The few people that showed interest expressed they were having difficulty with certain aspects of the project. Synthesized programs could not be saved and reused. The naive parallelism was unhelpful at best. Things were getting worse, not better.

Neal Page: He says we’re going the wrong way…

Del Griffith: Oh, he’s drunk. How would he know where we’re going?

– Neal and Del, Planes, Trains & Automobiles

I knew it would take a lot of work to fix things, and at the time I was still relatively inexperienced. Without the skills to do better, I let the project sit.

The revival.

I returned to the project a better engineer than when I first started PyshGP. This time the motivation was clear: Provide the wider AI/ML community with a stable, usable, implementation of PushGP that is suitable for application oriented use cases.

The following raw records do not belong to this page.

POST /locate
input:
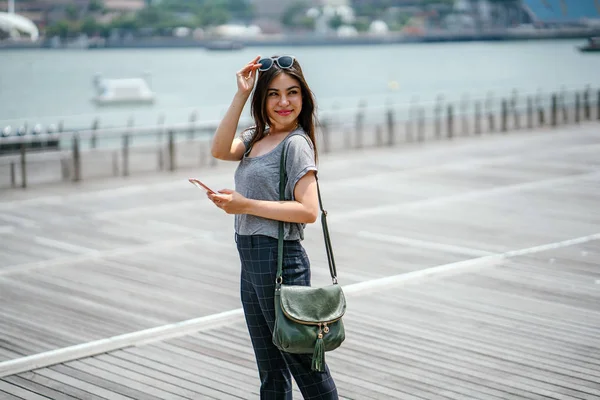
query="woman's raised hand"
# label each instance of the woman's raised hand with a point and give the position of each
(247, 75)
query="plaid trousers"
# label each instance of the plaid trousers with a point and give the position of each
(258, 255)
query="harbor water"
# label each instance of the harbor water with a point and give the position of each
(56, 86)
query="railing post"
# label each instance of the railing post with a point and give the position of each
(378, 138)
(437, 116)
(577, 107)
(464, 105)
(390, 125)
(514, 104)
(172, 165)
(23, 165)
(477, 117)
(541, 117)
(76, 159)
(598, 106)
(450, 122)
(159, 139)
(421, 123)
(95, 125)
(326, 135)
(553, 117)
(359, 127)
(125, 154)
(563, 105)
(490, 111)
(193, 118)
(529, 112)
(586, 104)
(504, 116)
(13, 174)
(115, 163)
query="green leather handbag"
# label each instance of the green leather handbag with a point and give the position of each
(308, 320)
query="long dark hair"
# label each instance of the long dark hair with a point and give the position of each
(307, 117)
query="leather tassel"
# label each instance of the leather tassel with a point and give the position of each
(318, 363)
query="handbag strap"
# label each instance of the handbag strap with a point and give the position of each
(328, 247)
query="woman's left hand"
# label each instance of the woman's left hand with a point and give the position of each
(229, 201)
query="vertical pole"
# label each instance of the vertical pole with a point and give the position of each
(13, 174)
(390, 125)
(378, 138)
(125, 154)
(160, 147)
(450, 121)
(437, 115)
(115, 155)
(464, 105)
(577, 107)
(172, 151)
(478, 117)
(326, 133)
(489, 107)
(23, 165)
(554, 112)
(76, 159)
(586, 104)
(598, 106)
(504, 116)
(193, 118)
(563, 104)
(421, 124)
(95, 125)
(529, 112)
(514, 104)
(541, 117)
(359, 128)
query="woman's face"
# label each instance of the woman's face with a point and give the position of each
(284, 101)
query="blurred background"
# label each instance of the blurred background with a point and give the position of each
(126, 76)
(455, 135)
(143, 62)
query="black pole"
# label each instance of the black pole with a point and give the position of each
(23, 165)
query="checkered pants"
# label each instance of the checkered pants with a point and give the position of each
(258, 255)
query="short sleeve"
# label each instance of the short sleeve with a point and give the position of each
(300, 159)
(246, 136)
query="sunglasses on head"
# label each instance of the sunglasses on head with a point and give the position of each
(284, 62)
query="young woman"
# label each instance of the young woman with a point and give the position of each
(283, 110)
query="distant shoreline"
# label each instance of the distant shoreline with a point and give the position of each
(291, 40)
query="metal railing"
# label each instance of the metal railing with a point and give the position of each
(98, 153)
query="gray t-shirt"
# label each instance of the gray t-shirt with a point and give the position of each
(258, 178)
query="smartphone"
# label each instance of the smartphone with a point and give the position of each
(201, 185)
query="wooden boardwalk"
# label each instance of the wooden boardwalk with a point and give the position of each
(471, 267)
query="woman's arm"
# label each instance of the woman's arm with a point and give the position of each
(305, 209)
(224, 146)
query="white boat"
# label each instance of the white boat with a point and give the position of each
(122, 91)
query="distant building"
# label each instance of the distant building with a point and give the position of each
(562, 12)
(44, 12)
(124, 5)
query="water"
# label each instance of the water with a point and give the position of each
(48, 86)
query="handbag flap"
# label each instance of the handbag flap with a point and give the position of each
(313, 305)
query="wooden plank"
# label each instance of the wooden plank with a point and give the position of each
(38, 388)
(19, 392)
(127, 381)
(63, 376)
(58, 386)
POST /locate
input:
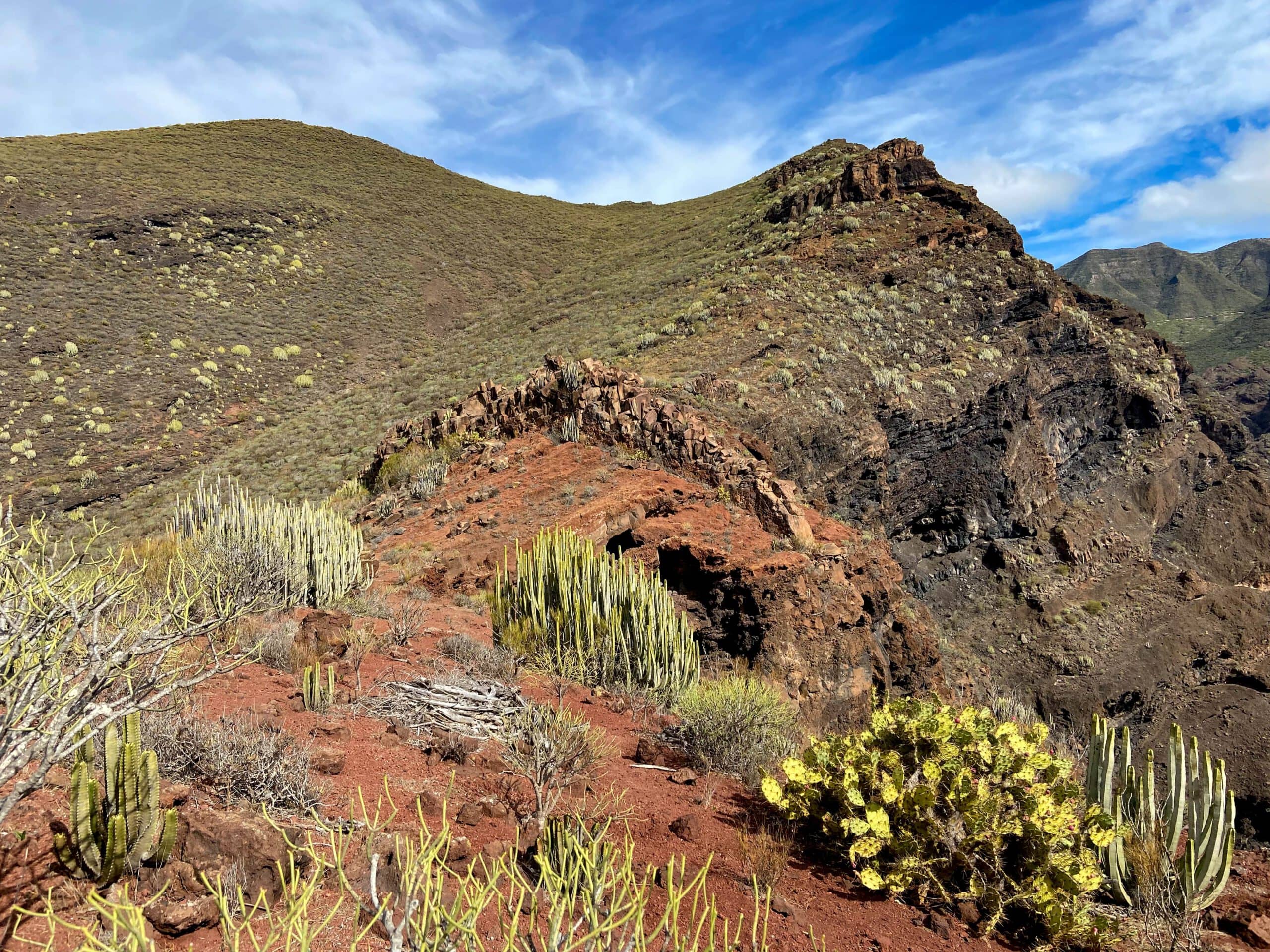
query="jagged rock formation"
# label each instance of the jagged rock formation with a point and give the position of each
(1080, 515)
(831, 624)
(615, 407)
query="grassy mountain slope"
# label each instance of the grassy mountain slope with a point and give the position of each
(1197, 300)
(263, 235)
(1074, 517)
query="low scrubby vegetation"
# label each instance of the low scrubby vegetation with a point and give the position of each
(948, 805)
(241, 761)
(89, 638)
(568, 607)
(737, 725)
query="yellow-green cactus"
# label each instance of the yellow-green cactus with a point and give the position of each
(119, 832)
(578, 608)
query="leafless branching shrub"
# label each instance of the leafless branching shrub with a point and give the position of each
(765, 853)
(87, 639)
(479, 659)
(275, 643)
(235, 758)
(550, 748)
(405, 621)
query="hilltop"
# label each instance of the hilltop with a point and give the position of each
(1074, 515)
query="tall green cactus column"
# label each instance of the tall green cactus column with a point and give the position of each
(1198, 801)
(124, 829)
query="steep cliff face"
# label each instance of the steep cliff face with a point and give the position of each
(1075, 509)
(808, 602)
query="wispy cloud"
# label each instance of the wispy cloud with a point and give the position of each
(1076, 119)
(1089, 103)
(1236, 194)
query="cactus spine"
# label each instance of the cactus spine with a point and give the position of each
(117, 833)
(321, 545)
(317, 692)
(1198, 801)
(610, 615)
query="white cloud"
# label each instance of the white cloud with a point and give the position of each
(1235, 197)
(1080, 103)
(1019, 192)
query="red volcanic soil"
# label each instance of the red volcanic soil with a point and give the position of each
(446, 550)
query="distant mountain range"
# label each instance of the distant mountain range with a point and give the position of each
(1216, 304)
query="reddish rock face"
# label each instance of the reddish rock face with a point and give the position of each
(324, 634)
(828, 624)
(614, 407)
(215, 843)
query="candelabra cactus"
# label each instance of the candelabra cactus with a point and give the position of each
(318, 692)
(324, 549)
(1198, 801)
(112, 834)
(613, 617)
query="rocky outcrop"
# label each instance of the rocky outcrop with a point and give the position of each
(838, 173)
(615, 407)
(829, 629)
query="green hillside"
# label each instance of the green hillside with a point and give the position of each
(285, 291)
(1202, 301)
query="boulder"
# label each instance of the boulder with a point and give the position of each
(214, 842)
(324, 634)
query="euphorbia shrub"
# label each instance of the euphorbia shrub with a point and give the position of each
(944, 805)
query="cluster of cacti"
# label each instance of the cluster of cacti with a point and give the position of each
(570, 431)
(947, 805)
(117, 832)
(573, 853)
(418, 470)
(318, 687)
(1197, 800)
(609, 613)
(320, 543)
(429, 477)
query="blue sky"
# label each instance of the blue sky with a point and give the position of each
(1099, 123)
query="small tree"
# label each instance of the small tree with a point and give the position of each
(85, 642)
(550, 748)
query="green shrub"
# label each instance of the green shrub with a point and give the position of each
(737, 725)
(417, 469)
(320, 550)
(567, 599)
(943, 805)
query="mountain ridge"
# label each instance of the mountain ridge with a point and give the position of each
(1201, 300)
(1081, 525)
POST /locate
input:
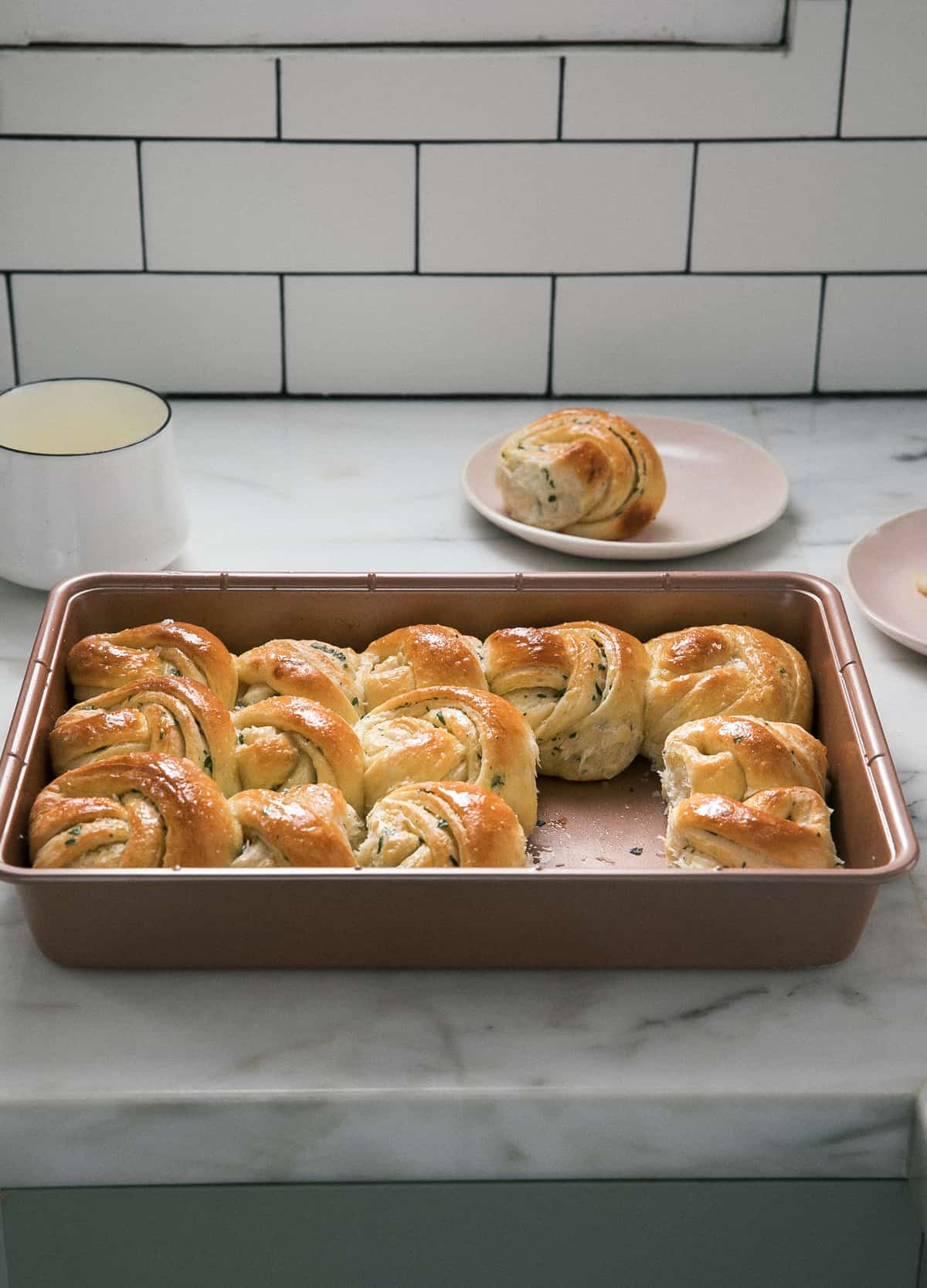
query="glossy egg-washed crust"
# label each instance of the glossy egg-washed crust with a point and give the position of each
(739, 758)
(442, 826)
(308, 828)
(169, 715)
(582, 471)
(788, 828)
(446, 732)
(722, 671)
(287, 743)
(138, 811)
(303, 669)
(581, 688)
(416, 658)
(100, 662)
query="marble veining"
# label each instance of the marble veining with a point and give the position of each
(228, 1076)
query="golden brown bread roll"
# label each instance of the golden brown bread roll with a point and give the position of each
(788, 828)
(581, 688)
(303, 669)
(442, 826)
(416, 658)
(451, 733)
(287, 743)
(308, 828)
(722, 671)
(138, 811)
(739, 758)
(171, 715)
(100, 662)
(581, 471)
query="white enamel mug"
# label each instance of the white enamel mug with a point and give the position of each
(88, 481)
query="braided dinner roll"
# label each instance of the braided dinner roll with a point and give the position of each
(100, 662)
(175, 716)
(788, 828)
(741, 758)
(308, 828)
(287, 743)
(582, 471)
(722, 671)
(137, 811)
(442, 826)
(303, 669)
(581, 688)
(416, 658)
(451, 733)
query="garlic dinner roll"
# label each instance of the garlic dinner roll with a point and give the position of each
(581, 688)
(100, 662)
(442, 826)
(451, 733)
(788, 828)
(138, 811)
(301, 669)
(722, 671)
(175, 716)
(581, 471)
(416, 658)
(287, 743)
(739, 758)
(308, 828)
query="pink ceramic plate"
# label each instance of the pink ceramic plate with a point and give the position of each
(720, 488)
(884, 568)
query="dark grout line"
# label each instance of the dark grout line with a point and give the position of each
(138, 172)
(11, 312)
(417, 212)
(282, 303)
(691, 210)
(550, 339)
(844, 62)
(820, 331)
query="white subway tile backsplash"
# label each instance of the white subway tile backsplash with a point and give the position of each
(564, 208)
(712, 93)
(817, 206)
(69, 205)
(58, 92)
(278, 206)
(685, 335)
(185, 334)
(886, 77)
(417, 335)
(420, 96)
(874, 334)
(7, 371)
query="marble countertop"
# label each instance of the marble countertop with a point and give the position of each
(191, 1077)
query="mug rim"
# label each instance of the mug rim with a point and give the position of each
(102, 451)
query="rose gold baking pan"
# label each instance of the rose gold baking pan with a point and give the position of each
(600, 893)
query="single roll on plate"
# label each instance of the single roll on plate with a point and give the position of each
(581, 471)
(722, 671)
(451, 733)
(308, 828)
(287, 743)
(443, 826)
(170, 715)
(100, 662)
(303, 669)
(416, 658)
(581, 688)
(739, 758)
(138, 811)
(788, 828)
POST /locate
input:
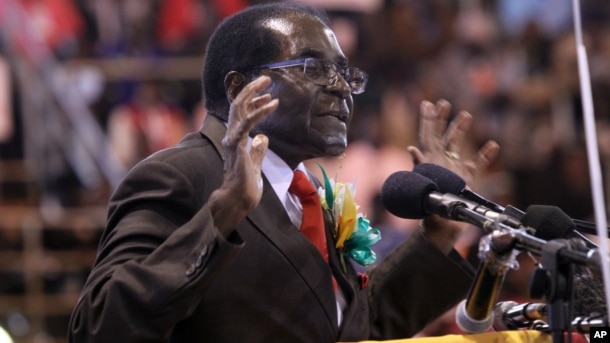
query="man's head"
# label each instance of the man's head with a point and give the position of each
(242, 41)
(295, 47)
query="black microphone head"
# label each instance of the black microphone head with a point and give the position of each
(446, 180)
(404, 194)
(550, 222)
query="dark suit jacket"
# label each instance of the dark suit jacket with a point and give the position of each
(163, 273)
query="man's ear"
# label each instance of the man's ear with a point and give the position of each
(234, 83)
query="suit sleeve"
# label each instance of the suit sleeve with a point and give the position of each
(158, 255)
(413, 286)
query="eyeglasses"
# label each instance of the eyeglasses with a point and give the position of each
(325, 73)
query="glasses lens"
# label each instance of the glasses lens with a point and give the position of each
(357, 79)
(325, 73)
(320, 72)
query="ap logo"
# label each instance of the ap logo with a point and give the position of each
(600, 334)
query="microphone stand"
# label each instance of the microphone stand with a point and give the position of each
(558, 258)
(558, 288)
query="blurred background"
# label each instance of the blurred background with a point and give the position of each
(90, 87)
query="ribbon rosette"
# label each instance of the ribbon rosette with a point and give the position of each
(353, 233)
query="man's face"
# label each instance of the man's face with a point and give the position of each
(311, 120)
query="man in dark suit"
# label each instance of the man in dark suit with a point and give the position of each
(201, 242)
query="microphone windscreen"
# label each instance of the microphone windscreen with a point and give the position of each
(404, 194)
(446, 180)
(550, 222)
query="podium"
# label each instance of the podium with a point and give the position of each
(519, 336)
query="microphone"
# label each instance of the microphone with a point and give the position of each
(414, 196)
(450, 182)
(475, 314)
(550, 222)
(510, 316)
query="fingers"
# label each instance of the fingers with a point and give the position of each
(416, 155)
(433, 125)
(247, 109)
(258, 149)
(453, 139)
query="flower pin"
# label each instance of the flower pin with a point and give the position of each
(352, 232)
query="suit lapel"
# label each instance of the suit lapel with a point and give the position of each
(282, 233)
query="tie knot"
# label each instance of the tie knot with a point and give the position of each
(301, 187)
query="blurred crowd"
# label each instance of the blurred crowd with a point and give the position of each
(511, 63)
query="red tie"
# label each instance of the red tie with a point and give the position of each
(313, 222)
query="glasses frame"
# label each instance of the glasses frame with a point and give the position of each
(344, 71)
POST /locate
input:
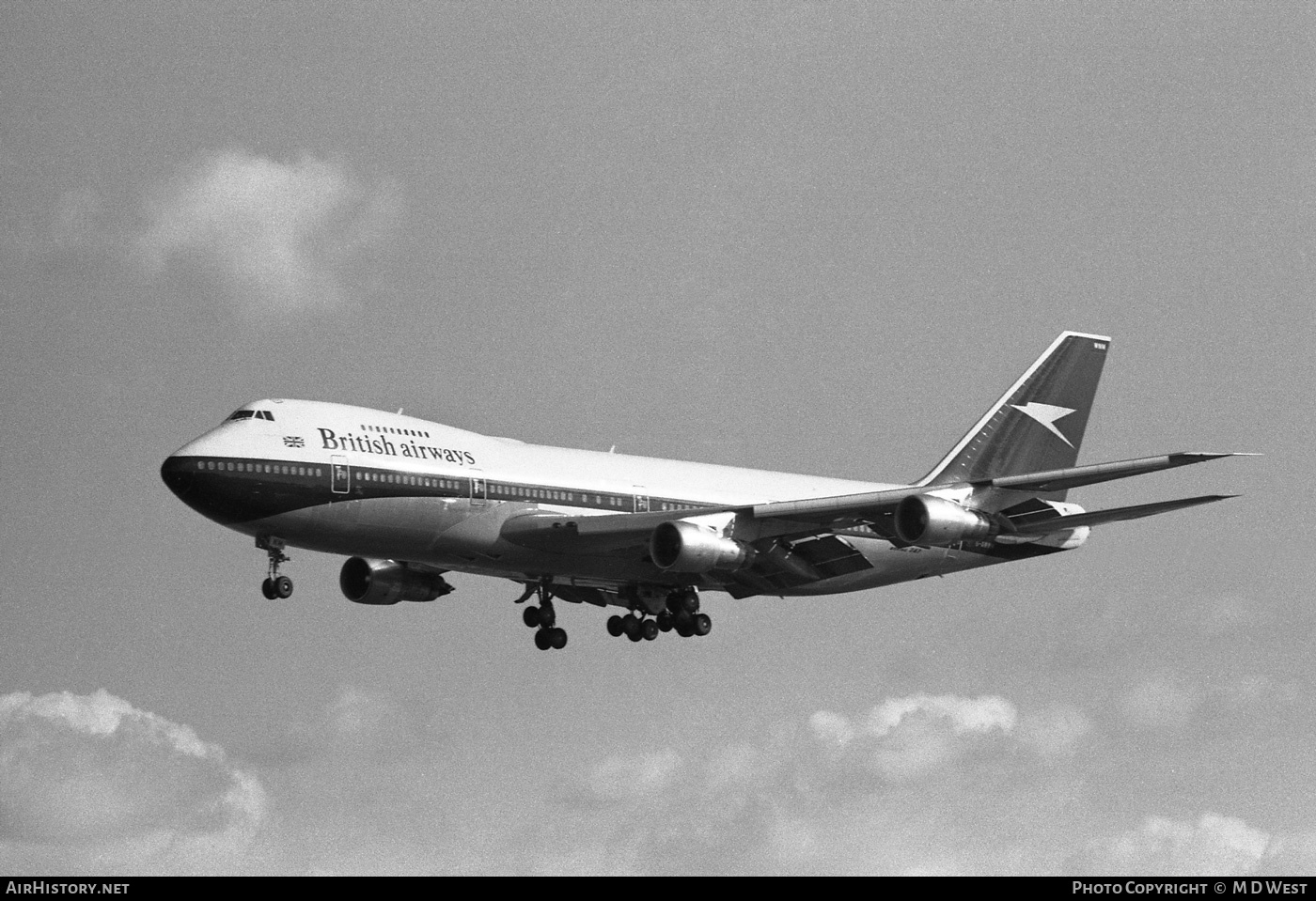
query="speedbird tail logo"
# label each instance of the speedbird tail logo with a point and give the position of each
(1046, 416)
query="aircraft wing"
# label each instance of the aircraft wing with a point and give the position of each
(625, 532)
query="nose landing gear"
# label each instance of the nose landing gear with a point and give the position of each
(274, 585)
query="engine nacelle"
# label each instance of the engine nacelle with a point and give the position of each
(934, 521)
(684, 546)
(388, 582)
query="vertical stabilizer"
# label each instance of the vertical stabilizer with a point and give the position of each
(1039, 424)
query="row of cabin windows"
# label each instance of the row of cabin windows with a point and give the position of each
(414, 433)
(407, 480)
(496, 489)
(273, 469)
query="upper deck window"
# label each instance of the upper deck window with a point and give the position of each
(252, 414)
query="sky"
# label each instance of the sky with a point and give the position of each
(790, 236)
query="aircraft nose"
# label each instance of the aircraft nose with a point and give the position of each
(177, 476)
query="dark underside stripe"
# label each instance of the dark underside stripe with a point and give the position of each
(240, 489)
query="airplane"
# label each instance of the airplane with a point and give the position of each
(407, 500)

The PyshGP codebase has been completely rewritten from scratch. The abstraction has been designed so that users do not need an understanding of the internals to use the package.

PyshGP will not accept contributions that do not have a clear and demonstrable purpose. This includes contributions about open research questions that have not achieved a positive result yet. Any PushGP research done with PyshGP can be done on a fork or local branch without polluting the main repository.

PyshGP will limit its scope to providing PushGP as a library. There will be no CLI. There will be no functionally starting new benchmark runs. Utilities can (and will) be created in separate applications for these purposes.

What comes next?

Development of PyshGP will continue at a slow and methodical pace. Contributions are always welcome via Issues and Pull Requests on GitHub.

Auxiliary utilities for benchmarking PyshGP will be created in separate repositories.

I will be writing individual posts on narrow parts of the PyshGP abstraction that will be insightful to users and a good jumping off point for future contributors. Topics include:

  • PushEstimator vs SearchAlgorithms
  • Genomes Vs Code Blocks/Programs
  • Parent Selection
  • Variation
  • User Defined Instructions

I would be thrilled to hear about any application of PyshGP. It would be very helpful do a case study of various applications to determine where the tool needs the most improvement.